For someone to die prematurely while incarcerated, a lot has to go wrong.
Even so, it’s happening more and more, with 2022 one of the deadliest years on record for Mainers in custody at one of the state’s prisons or jails — and supposedly in their care — following years of it getting worse, here and around the country.
There are a lot of reasons why: the raging drug epidemic, the failures of our health care system, COVID, and a lack of attention and accountability on the penal system, to name a few.
But in this case, they are all connected by one factor: a lack of interest, at each step, in the fate of the people caught up in the criminal justice system.
How else do you explain the near silence that accompanies these deaths, except from the person’s loved ones and a few brave advocates?

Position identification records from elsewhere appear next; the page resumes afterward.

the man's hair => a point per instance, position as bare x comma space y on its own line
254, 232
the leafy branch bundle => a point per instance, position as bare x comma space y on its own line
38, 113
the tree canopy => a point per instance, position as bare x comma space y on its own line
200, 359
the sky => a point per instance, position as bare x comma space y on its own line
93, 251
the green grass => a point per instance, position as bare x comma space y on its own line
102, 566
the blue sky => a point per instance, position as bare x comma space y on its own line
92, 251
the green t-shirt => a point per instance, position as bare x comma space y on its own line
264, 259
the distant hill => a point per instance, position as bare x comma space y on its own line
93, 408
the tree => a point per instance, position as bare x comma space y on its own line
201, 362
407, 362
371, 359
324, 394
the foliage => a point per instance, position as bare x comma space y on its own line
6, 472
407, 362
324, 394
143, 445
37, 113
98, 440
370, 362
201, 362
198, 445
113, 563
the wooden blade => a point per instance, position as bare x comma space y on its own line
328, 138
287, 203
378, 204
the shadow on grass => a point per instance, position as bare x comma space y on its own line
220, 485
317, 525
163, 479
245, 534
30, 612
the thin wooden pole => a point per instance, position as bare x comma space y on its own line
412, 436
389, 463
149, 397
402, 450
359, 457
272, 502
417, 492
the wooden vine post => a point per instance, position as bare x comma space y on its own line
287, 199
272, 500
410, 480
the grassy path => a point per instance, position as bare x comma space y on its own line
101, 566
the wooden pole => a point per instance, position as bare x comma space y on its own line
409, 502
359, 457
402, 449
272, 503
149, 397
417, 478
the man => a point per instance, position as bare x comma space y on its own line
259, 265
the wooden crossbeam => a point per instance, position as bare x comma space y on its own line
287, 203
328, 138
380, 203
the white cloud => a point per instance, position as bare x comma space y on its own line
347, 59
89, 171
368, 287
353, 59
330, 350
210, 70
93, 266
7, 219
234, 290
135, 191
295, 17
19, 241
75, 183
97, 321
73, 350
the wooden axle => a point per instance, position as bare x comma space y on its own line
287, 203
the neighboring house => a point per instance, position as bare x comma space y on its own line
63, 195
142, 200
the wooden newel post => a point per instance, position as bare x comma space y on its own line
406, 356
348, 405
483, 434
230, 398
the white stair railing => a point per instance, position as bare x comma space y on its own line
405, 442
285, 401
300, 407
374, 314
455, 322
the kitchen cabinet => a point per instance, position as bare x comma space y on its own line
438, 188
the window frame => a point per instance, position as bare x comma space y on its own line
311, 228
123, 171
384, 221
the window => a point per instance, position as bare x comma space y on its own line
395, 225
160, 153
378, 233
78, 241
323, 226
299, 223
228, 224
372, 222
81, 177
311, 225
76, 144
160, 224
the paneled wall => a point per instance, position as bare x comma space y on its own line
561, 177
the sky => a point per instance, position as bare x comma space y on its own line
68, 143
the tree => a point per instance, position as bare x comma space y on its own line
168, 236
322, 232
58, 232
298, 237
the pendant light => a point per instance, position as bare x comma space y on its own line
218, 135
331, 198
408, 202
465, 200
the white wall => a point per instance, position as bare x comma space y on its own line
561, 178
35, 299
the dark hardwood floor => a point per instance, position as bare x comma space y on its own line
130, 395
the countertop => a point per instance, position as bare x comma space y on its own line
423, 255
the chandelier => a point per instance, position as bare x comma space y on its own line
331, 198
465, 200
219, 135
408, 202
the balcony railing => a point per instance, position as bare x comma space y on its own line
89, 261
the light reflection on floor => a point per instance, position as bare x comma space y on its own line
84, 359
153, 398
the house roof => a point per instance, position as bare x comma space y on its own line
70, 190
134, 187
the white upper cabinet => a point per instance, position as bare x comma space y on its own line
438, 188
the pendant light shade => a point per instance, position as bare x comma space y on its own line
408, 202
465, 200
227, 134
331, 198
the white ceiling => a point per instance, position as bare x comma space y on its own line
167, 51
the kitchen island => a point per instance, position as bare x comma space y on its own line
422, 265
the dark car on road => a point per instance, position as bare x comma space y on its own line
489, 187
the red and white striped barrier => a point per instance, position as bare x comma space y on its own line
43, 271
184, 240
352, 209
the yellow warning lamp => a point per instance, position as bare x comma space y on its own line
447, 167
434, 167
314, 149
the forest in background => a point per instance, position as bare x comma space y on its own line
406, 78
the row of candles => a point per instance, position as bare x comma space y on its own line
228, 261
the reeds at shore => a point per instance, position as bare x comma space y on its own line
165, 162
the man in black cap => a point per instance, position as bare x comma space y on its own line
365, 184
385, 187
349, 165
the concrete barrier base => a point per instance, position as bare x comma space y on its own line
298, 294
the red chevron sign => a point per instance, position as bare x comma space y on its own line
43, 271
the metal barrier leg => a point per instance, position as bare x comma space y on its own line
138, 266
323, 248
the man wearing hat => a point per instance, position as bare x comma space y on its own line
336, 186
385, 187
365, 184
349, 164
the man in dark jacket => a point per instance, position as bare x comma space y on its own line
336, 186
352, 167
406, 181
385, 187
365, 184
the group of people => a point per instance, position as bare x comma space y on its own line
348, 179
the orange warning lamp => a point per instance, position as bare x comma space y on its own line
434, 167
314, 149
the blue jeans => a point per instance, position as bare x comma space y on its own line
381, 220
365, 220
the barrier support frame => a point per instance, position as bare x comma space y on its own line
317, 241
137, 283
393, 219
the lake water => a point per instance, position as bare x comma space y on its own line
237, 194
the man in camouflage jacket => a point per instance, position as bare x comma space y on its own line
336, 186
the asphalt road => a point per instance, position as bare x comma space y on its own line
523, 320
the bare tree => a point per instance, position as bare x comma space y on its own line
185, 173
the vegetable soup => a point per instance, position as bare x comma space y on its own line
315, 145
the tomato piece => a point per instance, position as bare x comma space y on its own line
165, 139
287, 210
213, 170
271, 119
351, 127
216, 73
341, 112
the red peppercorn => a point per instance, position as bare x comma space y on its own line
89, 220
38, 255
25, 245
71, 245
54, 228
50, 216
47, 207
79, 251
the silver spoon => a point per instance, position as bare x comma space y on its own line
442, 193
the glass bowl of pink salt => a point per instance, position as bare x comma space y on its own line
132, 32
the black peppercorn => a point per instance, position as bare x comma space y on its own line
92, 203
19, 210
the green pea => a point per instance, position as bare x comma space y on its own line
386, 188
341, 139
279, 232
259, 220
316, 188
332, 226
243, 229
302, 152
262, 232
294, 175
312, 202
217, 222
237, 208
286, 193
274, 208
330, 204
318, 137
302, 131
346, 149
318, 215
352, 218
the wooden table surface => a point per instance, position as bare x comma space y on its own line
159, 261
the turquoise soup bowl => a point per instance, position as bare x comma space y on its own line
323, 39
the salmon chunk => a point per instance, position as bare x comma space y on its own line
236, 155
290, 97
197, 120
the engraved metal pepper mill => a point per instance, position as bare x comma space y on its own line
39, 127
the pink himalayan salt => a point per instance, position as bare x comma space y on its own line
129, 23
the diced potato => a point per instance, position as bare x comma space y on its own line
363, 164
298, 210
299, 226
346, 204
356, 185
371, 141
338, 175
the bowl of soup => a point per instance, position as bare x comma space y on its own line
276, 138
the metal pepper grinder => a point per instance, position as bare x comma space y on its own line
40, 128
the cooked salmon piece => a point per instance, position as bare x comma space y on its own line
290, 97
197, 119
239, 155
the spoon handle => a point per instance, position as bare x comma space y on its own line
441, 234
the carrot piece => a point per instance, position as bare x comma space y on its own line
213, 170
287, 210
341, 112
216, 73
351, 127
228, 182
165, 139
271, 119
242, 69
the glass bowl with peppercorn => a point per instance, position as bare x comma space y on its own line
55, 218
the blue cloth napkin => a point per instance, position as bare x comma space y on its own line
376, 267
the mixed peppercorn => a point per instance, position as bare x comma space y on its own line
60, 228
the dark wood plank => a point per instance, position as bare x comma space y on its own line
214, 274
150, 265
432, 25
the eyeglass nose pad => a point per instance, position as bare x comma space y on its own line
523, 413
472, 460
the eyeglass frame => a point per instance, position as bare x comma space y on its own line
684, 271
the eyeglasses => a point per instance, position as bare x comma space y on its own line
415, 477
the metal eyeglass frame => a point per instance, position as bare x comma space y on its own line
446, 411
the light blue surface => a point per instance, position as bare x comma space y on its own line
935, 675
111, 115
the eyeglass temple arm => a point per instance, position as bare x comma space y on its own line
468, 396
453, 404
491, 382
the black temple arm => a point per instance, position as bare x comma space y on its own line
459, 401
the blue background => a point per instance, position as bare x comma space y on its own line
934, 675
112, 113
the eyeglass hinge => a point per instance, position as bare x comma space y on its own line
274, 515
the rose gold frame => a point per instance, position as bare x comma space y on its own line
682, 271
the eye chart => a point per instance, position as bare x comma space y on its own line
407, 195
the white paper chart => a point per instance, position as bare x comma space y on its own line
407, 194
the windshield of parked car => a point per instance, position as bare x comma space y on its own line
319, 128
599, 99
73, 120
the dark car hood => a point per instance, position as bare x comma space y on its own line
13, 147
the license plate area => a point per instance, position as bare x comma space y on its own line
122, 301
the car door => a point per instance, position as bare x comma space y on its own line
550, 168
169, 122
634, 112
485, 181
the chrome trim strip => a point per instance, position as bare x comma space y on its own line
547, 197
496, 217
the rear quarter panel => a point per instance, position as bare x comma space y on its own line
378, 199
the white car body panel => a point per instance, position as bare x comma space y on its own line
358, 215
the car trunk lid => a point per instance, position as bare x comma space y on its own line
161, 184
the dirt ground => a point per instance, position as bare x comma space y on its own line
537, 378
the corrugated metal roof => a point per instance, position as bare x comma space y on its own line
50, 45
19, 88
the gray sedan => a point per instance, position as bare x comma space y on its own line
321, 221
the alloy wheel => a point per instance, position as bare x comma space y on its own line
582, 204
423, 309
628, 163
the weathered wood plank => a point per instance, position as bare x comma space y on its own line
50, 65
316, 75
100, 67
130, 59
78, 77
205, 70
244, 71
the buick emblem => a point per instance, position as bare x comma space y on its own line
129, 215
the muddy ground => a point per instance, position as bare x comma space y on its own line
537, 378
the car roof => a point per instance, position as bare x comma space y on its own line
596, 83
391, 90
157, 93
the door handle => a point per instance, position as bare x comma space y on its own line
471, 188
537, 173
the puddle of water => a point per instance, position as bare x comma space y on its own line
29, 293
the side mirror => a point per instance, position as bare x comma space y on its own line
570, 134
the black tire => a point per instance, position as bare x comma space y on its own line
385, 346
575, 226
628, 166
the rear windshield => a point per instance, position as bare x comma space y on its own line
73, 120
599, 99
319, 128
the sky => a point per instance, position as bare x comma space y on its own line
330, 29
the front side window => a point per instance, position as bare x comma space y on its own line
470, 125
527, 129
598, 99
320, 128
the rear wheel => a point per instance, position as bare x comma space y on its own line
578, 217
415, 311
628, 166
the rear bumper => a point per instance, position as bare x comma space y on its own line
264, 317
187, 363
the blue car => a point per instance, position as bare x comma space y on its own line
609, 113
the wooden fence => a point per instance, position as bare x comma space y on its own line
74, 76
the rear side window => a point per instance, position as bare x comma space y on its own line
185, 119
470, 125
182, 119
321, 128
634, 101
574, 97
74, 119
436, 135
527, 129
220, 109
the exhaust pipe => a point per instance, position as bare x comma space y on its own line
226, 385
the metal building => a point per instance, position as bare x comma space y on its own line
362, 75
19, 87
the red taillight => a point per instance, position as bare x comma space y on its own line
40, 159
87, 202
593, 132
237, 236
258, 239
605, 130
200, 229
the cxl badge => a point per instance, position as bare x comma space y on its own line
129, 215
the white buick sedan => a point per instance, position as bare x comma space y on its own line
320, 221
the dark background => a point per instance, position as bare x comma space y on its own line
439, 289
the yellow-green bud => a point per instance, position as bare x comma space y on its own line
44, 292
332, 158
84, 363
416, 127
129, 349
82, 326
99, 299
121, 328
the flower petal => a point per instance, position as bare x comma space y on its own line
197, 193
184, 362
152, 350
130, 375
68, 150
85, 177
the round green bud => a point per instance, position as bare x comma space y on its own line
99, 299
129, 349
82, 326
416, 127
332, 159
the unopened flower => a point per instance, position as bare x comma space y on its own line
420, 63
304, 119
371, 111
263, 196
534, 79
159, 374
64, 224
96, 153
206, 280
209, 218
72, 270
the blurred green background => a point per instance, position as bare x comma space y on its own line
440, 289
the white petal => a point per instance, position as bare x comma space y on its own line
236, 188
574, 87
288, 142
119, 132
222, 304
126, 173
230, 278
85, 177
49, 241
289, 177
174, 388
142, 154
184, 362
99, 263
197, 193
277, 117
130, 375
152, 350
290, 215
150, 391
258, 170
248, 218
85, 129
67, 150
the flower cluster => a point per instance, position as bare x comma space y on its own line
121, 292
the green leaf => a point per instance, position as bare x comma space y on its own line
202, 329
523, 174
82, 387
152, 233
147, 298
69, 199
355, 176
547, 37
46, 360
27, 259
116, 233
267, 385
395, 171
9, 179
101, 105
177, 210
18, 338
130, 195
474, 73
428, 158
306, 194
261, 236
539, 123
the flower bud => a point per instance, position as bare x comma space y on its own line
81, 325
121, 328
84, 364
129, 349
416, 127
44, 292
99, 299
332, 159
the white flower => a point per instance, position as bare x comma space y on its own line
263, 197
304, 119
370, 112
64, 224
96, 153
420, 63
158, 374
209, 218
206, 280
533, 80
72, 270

These deaths, to our shame, have become acceptable.
It starts with the failure to provide adequate treatment for people with addiction and mental illness, making it more likely that their problems will instead be handled by police and the courts. It’s not for nothing that our prisons and jails so often are referred to as our new mental institutions.
No one would call them anything close to our best, however. Once people are incarcerated, they do not receive the care they need, making it more likely a person will reoffend, and their time behind bars more dangerous.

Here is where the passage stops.